Legislators also said they don’t believe at all that ICE has been following proper safety protocols. Rep. Sylvia Garcia, who was among the Congressional Hispanic Caucus leaders who traveled to the Texas facilities, tweeted: “Some detainees told us that many of them did not get masks until April,” weeks after officials said they had given masks to detained people. Garcia further told San Antonio Current that she believes some mask distribution and “enforcement of the masks just started last week in anticipation of our arrival. It looked like window-dressing for our visit.”

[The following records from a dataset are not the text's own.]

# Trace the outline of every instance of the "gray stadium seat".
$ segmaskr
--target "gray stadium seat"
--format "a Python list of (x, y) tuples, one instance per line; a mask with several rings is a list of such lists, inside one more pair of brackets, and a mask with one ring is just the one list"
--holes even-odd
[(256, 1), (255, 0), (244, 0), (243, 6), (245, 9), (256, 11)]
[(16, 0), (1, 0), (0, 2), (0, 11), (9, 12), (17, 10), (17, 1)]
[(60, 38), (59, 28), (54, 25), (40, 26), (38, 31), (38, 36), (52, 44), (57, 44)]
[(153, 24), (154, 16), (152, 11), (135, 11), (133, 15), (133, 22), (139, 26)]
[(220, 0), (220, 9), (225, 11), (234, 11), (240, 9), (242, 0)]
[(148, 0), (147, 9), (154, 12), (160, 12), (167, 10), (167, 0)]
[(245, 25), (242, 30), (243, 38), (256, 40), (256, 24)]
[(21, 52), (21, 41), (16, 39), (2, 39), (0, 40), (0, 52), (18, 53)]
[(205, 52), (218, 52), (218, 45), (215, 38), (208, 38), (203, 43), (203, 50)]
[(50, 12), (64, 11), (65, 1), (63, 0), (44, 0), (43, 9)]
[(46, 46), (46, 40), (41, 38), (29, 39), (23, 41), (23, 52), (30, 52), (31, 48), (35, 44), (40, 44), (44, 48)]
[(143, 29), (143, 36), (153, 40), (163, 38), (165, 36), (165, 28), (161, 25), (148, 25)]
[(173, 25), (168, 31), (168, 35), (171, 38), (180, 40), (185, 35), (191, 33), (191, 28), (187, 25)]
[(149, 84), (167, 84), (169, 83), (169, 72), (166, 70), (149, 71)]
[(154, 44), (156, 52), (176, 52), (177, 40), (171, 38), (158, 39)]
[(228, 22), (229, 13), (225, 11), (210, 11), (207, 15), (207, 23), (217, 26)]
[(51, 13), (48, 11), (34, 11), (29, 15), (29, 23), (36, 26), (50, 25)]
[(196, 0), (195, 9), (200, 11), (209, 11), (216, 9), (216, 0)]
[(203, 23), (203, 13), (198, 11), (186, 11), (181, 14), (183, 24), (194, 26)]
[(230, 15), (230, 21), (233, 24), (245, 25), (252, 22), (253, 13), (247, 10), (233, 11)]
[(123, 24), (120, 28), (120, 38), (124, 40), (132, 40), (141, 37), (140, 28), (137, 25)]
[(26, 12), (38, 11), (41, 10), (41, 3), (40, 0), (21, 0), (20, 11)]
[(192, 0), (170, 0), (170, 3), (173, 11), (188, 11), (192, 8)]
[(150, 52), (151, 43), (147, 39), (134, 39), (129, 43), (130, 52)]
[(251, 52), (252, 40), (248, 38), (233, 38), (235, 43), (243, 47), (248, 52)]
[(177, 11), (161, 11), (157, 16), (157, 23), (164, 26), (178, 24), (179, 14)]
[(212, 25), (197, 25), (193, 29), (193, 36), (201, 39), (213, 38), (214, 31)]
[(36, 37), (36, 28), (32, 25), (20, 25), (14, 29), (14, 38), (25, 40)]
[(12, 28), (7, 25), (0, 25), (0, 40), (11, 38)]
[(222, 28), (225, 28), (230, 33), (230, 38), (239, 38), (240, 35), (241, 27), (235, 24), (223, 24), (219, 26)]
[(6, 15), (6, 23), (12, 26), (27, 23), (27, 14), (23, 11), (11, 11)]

Stuck in all this chaos and cruelty have been kids and their families at the South Texas Family Residential Center, a migrant family jail operated by CoreCivic. “There were multiple children who are 1, 2 years old. These are vulnerable folks," Castro said according to San Antonio Current. "We asked ICE to release these people, because they have family waiting for them. … We met with a woman and her 7-year-old son, who has been there almost 300 days in Dilley. She talked about the mental damage of her son [due to prolonged imprisonment].”
Castro said he also spoke to parents who confirmed warnings from immigrant rights advocates that ICE officials were attempting to separate detained families amid the pandemic:
ICE’s chaos and cruelty has always been intentional: Earlier this month, a federal judge criticized the agency’s response to the pandemic and ordered officials to do the bare minimum and give immigrants detained at three Florida facilities soap, cleaning supplies, and masks in order protect themselves. ICE even showed this intentional disregard during lawsuit proceedings— when Deivys Perez Valladares, jailed at the Krome Processing Center in Miami-Dade, testified in a virtual hearing, he said the guard standing next to him hadn’t bothered with putting on a mask.
“We have a lot of work to do,” Garcia said, according to San Antonio Current. “We have seen 15 of these centers. I can’t figure out why these children are here. I’m on the record to close down every detention center we can.”